Tomorrow, we sell the house that we lived in for the past twenty-five years. It’s the house where we raised our children. It’s the place where we celebrated 25 Christmas mornings with wide-eyed wonder after pulling all-nighters putting together kitchen sets and bicycles. It’s where I rocked children with fever through the night, corralled brownie troops with crafts, and tossed a million basketballs into the net to spell HORSE. It’s where music filled the rooms with children’s piano lessons and later, songs from pensive daughters home from college. It’s where we drank wine by candlelight with chatty neighbors when the electricity went out for a few days after a hurricane, and where we grilled outside and met lifetime best friends with the neighbors that we shared day-to-day life with. It’s where we lived life and lived life big. And, it was where I experienced the most meaningful part of my life to date.

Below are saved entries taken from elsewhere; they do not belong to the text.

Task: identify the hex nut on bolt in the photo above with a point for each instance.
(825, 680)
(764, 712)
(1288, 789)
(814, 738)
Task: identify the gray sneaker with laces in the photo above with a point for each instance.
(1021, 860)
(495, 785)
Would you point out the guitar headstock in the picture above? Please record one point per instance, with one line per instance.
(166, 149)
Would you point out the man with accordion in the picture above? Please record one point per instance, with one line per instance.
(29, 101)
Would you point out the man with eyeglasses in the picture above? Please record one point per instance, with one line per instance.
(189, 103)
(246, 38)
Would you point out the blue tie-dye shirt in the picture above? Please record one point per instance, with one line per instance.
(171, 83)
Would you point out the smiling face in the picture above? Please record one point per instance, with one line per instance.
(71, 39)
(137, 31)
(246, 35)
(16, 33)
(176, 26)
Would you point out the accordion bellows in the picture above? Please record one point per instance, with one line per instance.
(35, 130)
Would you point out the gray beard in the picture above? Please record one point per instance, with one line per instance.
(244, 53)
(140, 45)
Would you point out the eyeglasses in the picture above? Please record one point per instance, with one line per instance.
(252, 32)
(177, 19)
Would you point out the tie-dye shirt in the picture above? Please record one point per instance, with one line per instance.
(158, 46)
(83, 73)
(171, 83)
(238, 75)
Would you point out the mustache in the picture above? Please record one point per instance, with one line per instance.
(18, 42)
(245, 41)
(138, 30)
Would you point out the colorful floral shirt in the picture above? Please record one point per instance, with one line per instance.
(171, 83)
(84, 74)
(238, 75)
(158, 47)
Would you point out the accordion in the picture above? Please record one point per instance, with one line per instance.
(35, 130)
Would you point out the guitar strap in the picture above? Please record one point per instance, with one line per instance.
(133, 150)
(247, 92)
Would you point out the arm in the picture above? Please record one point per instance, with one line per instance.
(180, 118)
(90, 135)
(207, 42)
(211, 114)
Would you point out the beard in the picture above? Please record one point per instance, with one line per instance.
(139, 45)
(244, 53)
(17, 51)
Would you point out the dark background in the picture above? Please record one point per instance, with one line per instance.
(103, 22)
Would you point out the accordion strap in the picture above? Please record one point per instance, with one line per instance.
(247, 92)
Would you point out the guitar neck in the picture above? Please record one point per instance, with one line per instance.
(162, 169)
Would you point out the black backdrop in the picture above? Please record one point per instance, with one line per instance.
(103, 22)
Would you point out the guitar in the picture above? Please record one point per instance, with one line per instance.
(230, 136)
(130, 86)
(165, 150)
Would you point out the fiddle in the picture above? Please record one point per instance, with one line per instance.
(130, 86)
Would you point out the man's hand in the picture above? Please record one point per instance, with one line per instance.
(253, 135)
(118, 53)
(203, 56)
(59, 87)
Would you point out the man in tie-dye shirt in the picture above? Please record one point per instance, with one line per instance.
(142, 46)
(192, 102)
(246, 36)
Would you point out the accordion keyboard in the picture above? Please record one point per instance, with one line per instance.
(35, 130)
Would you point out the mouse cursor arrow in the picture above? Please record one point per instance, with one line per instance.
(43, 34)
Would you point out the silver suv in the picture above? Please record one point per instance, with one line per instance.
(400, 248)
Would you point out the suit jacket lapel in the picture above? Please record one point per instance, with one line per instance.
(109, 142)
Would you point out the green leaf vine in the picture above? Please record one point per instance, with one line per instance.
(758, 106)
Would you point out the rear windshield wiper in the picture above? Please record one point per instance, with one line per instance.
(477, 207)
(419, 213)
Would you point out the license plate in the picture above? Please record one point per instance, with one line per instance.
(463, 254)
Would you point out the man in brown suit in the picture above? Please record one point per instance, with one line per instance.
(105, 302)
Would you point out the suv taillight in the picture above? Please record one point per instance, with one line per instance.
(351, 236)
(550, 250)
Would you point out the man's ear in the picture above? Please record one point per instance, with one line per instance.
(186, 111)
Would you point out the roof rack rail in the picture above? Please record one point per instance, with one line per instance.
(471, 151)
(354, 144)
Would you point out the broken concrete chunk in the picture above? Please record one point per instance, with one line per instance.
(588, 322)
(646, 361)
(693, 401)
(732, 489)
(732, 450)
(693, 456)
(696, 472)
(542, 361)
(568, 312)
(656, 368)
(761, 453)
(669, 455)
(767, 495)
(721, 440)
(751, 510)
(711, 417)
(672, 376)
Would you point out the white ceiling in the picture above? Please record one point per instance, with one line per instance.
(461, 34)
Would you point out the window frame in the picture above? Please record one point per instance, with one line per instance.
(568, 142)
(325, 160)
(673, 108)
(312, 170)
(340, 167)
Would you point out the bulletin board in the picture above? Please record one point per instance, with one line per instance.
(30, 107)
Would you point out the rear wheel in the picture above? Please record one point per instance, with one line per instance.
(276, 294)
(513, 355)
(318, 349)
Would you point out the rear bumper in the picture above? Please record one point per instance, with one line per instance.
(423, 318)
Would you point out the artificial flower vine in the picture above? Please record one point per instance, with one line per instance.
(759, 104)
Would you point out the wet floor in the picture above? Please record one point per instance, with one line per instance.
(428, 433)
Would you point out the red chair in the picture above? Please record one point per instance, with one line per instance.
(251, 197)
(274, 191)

Selling the house will officially close that chapter in our lives.
I’m not usually sentimental about things like this, but this has me misty-eyed this evening. It’s just a house, but this particular house was the big gift box with a bow that contained all the beautiful memories that became our family treasures.
As I close the door to the old house tomorrow, I’ll say a prayer that the next family will enjoy new joys of their own within those walls. And I will whisper from the depth of my heart an understated thank you for the privilege of having been a family there.
It’s so hard to imagine saying goodbye to this period of our lives, but we are looking forward to the days ahead as we return to the homestead where my grandmother raised her own children, and we will embrace a simpler life of vegetable gardens and boots with big dogs and hay bales.
But none of us will soon forget the wonder years we experienced at 16007 Stewarts Grove Drive.